Structure of electromagnetic field excited by an electron bunch in a semi-infinite dielectric-filled waveguide

The exact solution of a problem on electromagnetic field excitation by a thin annular charged bunch in a semi-infinite round cylindrical waveguide with metal sidewalls and solid homogeneous dielectric filling is obtained. Expressions for all components of electromagnetic field are derived. These formulas describe the excited field at any point and any moment of time. In contrast to previous works, where asymptotic methods (saddle-point technique) were used, we applied a number of successive conformal transformations of integration area in order to carry out the inverse Fourier transformation. Integration along the initial infinite straight-line contour was substituted by integration along the closed circular contour.
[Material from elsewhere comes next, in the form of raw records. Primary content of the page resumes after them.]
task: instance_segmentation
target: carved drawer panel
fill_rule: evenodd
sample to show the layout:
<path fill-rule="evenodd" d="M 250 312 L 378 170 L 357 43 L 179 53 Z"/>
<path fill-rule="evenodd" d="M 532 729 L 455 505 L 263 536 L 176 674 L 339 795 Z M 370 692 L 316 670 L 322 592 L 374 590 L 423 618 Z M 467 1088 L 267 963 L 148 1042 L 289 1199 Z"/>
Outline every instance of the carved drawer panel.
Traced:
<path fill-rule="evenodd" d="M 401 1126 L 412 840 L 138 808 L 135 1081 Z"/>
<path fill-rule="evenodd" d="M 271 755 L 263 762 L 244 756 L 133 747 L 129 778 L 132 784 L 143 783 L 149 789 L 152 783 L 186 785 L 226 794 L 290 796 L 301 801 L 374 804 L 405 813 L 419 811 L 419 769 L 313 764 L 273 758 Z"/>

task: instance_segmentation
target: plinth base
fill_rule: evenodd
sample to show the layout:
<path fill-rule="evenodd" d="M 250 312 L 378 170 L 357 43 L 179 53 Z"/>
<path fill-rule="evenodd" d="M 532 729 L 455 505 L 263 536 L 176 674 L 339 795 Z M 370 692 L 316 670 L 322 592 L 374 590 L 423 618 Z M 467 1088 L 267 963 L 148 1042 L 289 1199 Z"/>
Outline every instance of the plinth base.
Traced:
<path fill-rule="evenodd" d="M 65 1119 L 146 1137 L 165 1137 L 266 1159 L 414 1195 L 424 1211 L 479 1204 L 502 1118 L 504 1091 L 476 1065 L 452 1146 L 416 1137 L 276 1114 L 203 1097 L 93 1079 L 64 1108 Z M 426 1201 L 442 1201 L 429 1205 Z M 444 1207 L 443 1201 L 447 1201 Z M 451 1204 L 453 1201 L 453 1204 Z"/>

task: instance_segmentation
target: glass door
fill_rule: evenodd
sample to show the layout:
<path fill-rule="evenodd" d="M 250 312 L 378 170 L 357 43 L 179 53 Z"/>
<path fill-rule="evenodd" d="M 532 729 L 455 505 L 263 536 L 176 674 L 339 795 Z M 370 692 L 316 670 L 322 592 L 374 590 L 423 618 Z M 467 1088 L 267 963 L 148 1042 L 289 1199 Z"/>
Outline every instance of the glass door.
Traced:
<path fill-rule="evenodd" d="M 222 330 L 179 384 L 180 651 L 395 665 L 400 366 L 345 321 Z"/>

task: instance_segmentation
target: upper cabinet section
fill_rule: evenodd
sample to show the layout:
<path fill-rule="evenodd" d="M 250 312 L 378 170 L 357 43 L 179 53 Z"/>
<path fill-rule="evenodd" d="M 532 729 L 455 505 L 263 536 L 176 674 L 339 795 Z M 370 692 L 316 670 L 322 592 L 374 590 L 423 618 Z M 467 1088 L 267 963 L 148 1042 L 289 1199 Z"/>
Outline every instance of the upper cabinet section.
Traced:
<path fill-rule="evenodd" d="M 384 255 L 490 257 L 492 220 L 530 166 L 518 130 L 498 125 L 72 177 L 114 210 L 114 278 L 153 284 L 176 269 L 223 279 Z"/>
This allowed us to separate out the integral presentation of the cylindrical Bessel function of first kind and obtain the final solution in the form of infinite converging series. The process of integration is presented in detail. Both cases, when the Cherenkov resonance condition is satisfied and when this condition is not satisfied, are considered. Spatial pictures of field excited by a finite-size electron bunch are calculated numerically and discussed. In the case of the Cherenkov resonance the drift of excited wake field after the bunch with group velocity is demonstrated, and in the nonresonance case the appearance of impulse of transition radiation and the presence of precursor of the signal are shown.